01. Perintah

969 61 10
                                    

"Agent Van! Kau terluka!"

Markas kecil berisikan enam orang itu panik bukan main saat ketua regu mereka mengalami luka tembak dibagian perut.

"Selesaikan secepatnya, keberadaan kita bisa terdeteksi oleh mereka!" perintah gadis itu sembari mengisi ulang peluru pada pistol kesayangannya.

"Tapi---"

"Hei! Berhentilah bicara, atau akan ku sumpal mulutmu dengan bola mata para penjahat itu!" potong gadis itu pada salah satu temannya.

Gadis itu selalu bicara tanpa memikirkan konsekuensi. Kadang kalimatnya terdengar sangat menjijikan, kadang juga begitu manis. Ia suka memerintah dan berteriak, selau memasukkan ide gila didalam misi lapangan.

"Mikaila!"

Suaranya kembali terdengar, menatap pada seorang wanita yang berkutat dengan komputer disisi markas kecil tersebut.

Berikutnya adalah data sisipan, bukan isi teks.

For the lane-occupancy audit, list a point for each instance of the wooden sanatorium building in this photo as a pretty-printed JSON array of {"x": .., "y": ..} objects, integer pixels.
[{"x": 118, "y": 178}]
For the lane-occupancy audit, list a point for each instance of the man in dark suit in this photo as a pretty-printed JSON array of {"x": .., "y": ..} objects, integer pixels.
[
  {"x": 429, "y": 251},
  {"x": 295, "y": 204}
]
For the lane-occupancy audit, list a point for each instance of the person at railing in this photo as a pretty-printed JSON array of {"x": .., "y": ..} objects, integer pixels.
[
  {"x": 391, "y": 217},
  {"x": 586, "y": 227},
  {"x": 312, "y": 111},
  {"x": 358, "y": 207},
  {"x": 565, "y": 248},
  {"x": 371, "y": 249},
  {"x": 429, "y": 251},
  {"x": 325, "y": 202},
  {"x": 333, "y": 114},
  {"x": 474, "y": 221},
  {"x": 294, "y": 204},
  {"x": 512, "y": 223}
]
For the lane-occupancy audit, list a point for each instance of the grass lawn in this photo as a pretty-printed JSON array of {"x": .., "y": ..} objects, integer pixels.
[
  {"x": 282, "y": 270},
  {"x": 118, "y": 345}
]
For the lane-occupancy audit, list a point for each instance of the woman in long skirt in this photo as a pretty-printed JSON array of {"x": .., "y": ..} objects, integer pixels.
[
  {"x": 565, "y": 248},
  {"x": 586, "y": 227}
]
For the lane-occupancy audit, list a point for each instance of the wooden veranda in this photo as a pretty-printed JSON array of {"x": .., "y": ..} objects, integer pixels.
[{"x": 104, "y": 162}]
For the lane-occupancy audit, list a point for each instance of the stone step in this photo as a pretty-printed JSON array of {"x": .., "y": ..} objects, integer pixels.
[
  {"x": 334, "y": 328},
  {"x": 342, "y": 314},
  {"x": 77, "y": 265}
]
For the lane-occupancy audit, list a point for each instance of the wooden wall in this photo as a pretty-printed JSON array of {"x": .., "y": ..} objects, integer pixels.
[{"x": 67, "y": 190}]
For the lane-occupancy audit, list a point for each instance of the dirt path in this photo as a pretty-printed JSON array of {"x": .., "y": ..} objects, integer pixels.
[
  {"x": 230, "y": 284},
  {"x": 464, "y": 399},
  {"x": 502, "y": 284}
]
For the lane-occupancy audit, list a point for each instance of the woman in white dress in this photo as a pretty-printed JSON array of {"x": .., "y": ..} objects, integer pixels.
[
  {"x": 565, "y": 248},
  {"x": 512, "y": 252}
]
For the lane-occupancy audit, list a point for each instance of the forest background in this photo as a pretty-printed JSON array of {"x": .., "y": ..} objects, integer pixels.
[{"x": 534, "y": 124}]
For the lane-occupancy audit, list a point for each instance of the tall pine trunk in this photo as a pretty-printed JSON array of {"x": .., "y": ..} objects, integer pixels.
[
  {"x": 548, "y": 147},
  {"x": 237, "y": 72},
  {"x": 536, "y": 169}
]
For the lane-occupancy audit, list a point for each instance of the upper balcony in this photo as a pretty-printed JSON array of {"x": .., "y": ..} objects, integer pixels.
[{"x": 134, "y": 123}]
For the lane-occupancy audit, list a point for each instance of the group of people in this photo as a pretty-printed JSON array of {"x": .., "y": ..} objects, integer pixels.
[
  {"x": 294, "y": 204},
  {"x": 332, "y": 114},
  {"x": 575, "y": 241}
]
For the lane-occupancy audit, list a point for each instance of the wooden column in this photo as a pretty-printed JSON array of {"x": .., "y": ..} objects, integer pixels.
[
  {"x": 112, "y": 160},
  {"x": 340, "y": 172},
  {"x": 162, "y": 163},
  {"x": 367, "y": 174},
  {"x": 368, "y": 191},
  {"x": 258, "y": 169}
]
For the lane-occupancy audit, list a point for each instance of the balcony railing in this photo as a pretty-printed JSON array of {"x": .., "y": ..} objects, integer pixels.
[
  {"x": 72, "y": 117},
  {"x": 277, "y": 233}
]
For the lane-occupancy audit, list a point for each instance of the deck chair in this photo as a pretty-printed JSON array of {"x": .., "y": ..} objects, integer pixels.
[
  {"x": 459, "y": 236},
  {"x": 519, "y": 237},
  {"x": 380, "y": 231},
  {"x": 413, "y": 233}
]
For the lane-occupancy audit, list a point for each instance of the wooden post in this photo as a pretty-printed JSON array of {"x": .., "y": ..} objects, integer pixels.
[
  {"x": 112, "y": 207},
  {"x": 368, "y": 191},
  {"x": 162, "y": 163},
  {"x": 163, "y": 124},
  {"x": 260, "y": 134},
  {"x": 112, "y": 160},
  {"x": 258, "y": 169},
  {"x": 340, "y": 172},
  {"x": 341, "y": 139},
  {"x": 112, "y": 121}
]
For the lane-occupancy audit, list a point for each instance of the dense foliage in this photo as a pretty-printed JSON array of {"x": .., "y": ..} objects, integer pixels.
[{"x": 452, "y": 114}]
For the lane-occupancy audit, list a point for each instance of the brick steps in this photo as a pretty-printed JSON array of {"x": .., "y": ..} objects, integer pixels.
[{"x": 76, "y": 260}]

"Ambilkan roti, aku lapar!"

"Mengapa hanya diam!? Kau menungguku merangkak mengambil sendiri?"

Mikaila, wanita 27 tahun itu meraih tas makanan kemudian melempar sekantung roti pada gadis itu.

"Aku lupa membawa selai," ucapnya membuat suasana menjadi membingungkan, apakah harus menangis atau tertawa. Padahal sudah jelas kalau musuh bersenjata berada didepan mata.

Gadis itu adalah Agent Van, ia menaruh pistolnya kemudian memakan roti tersebut dengan lahapnya. Sampai saat ia berdiri, sebuah benda besi kecil terdengar jatuh kelantai dan ternyata itu adalah peluru yang terselip sempat melukai perutnya.

"Penembak itu sangat bodoh, mengapa tidak langsung menembak kepalaku saja." Agent Van berjalan santai meraih perban lalu membalut perutnya sendiri masih dengan mulut penuh makanan.

"Bukan kah sudah ku bilang agar memakai rompi anti peluru," ucap seorang pemuda menatap malas pada gadis itu.

"Jean, akan butuh banyak waktu memakai benda itu." Agent Van melangkah mendekati Mikaila, fokus pada layar komputer dan saat telunjuknya memencet sebuah tombol dikeyboard.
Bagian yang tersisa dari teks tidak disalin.